Dr. Martin Luther King giving his “I Have a Dream” speech during the March on Washington in Washington, D.C., on 28 August 1963. Photo from Wikipedia

Sixth District Councilman Dee Andrews is introducing an agenda item for the August 13th Long Beach City Council meeting to recognize the 50th Anniversary of Dr. Martin Luther King, Jr’s, “I Have a Dream” speech. The City Council meeting is located at City Hall, 333 West Ocean Blvd., Lobby Level, Long Beach, CA.

Councilman Andrews is requesting that the Long Beach City Council recognize the 50th Anniversary of Dr. Martin Luther King, Jr.’s “I Have a Dream” Speech and adopt a motion encouraging residents to acknowledge the August 28th Anniversary.

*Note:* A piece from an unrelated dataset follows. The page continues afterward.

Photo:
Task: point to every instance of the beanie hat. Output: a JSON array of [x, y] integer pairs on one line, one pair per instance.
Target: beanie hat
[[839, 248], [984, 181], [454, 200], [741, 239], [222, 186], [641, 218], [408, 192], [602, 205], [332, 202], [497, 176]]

“I Have a Dream” is a public speech delivered by American activist Martin Luther King, Jr. on August 28, 1963, in which he called for an end to racism in the United States. Delivered to over 250,000 civil rights supporters from the steps of the Lincoln Memorial during the March on Washington for Jobs and Freedom, the speech was a defining moment of the American Civil Rights Movement.

Beginning with a reference to the Emancipation Proclamation, which freed millions of slaves in 1863, King examines that: “one hundred years later, the Negro still is not free”. At the end of the speech, King departed from his prepared text for a partly improvised peroration on the theme of “I Have a Dream”. In this part of the speech, which most excited the listeners and has now become the most famous, King described his dreams of freedom and equality arising from a land of slavery and hatred. The speech was ranked the top American speech of the 20th century by a 1999 poll of scholars of public address.

“This monumental dialogue has changed millions of lives throughout the world. Its foundation restored hope to all and freed the human spirit”, said Councilman Dee Andrews. Councilman Steven Neal and Councilwoman Dr. Suja Lowenthal also signed onto the agenda item.

In a particularly memorable passage, King declared, “…When we allow freedom to ring, when we let it ring from every village and every hamlet, from every state and every city, we will be able to speed up that day when all of God’s children, black men and white men, Jews and Gentiles, Protestants and Catholics, will be able to join hands and sing in the words of the old Negro spiritual, ‘Free at last, free at last. Thank God Almighty, we are free at last.”